Mais si la conscience qu’a l’individu de son passé est sujette à caution, qu’en est-il de la conscience collective, de la réalité historique ? Dick affronte cette problématique dans son roman Le Maître du Haut Château. Il y décrit un monde où les forces de l’Axe ont gagné la guerre en 1947. L’ouest des U.S.A. est sous contrôle et occupation des forces japonaises. Un romancier, Hawthorne Abdenson vit dans un haut-château ; il y rédige un livre qui décrit un univers parallèle où les Alliés ont gagné la guerre en 1945. En glissant brusquement dans notre univers, un autre protagoniste du roman, M. Tagomi, va découvrir à ses dépens qu’il ne s’agit pas d’une simple fiction mais d’une « autre réalité ».
À la fin du roman, une femme apparaît sur le porche et dit à Abdenson que son roman est vrai ; que l’Axe a vraiment perdu la guerre.

Dans sa célèbre conférence donnée à Metz en 1977, Dick commente ainsi la conclusion de son récit : « L’ironie de cette fin – Abdenson qui découvre que ce qu’il croyait être de la fiction sortie de son imaginaire était en fait réel –, l’ironie est la suivante : que mon propre travail supposé fictif, Le Maître du Haut Château, n’est pas de la fiction. »

« L’Allemagne et le Japon n’ont pas gagné la guerre. Mais qui l’a gagnée ? » s’interroge alors ironiquement Carlo Pagetti, spécialiste italien de l’œuvre dickienne.

C’est Eric Sweetscent, le protagoniste d’un autre roman chronolysé de Dick, En attendant l’année dernière, qui lui fournit la réponse : « Nous vivons dans une illusion quotidienne. Quand le premier barde a commencé de débiter la première épopée racontant quelque ancienne bataille, l’illusion est entrée dans notre existence.
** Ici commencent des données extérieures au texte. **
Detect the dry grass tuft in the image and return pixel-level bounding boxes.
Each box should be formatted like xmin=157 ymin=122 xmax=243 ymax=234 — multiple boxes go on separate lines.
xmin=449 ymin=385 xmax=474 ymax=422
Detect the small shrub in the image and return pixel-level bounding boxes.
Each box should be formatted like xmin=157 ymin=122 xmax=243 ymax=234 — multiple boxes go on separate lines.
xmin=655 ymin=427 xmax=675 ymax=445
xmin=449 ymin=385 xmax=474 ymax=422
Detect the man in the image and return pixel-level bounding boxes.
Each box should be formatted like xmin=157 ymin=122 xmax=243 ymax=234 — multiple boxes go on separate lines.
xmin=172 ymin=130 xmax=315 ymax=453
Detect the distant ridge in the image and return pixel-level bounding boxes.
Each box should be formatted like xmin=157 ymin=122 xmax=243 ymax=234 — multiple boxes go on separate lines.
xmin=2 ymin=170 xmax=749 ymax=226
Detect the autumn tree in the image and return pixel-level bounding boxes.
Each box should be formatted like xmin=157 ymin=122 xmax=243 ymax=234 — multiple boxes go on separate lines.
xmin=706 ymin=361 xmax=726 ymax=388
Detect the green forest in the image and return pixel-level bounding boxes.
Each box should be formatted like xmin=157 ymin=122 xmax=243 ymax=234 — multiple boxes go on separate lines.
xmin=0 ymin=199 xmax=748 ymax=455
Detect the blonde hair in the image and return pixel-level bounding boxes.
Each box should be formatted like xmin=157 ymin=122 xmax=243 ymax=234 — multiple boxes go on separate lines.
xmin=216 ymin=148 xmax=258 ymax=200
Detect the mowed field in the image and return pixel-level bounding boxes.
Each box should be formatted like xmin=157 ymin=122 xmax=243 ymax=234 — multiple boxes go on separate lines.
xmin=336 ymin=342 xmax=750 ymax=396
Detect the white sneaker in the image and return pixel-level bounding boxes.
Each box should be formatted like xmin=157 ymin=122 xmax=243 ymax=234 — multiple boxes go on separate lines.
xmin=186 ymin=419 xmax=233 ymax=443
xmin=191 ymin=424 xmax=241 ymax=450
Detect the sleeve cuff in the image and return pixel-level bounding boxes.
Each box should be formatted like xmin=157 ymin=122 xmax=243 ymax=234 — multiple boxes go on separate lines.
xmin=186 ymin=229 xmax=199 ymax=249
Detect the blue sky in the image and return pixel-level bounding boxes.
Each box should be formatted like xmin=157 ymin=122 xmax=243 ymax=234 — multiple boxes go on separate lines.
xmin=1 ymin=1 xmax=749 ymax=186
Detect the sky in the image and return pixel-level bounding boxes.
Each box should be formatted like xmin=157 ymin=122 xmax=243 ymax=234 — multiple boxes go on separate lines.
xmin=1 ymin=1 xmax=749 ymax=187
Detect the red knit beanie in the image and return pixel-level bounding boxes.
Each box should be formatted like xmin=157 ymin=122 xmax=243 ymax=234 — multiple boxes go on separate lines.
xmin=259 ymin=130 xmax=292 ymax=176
L’Iliade est une "imposture" au même titre que ces robenfants échangeant des timbres devant la porte. »

L’histoire ne serait donc qu’un labyrinthe plein de pièges et d’illusions, le produit du darwinisme neuronal à l’échelon collectif, de la synchronicité tribale des processus de réentrée des cartes neurales excitées par d’insaisissables stimuli, le produit d’hommes-machines générateurs de fictions.

Dès la fin des années cinquante, en abandonnant une certaine posture objectiviste de la SF classique, Philip K. Dick, tout comme l’auteur anglais J. G. Ballard, créateur du concept « d’espace intérieur », fait éclater les limites du genre en produisant des « œuvres ouvertes » selon l’expression d’Umberto Eco ou, comme le précise Yann Hernot dans son article « Science-fiction et totalité », des « œuvres questionnantes plus que répondantes, qui acceptent le jeu avec un extérieur problématique qui, plus que jamais dans la prolifération folle de ses transformations, reste à penser. »
Comme Palmer Eldritch, le Dieu venu du Centaure, qui propage l’illusion dans le monde entier, Dick a introduit le doute et l’illusion dans le monde structuré et codifié de la SF classique. Et même si, aujourd’hui encore, quelques plumitifs frileux se cachent derrière certaines vérités, croyances ou modèles, la fiction a inexorablement entrepris de dévorer le réel.

à lire aussi

Partager cet article

Qu'en pensez-vous ?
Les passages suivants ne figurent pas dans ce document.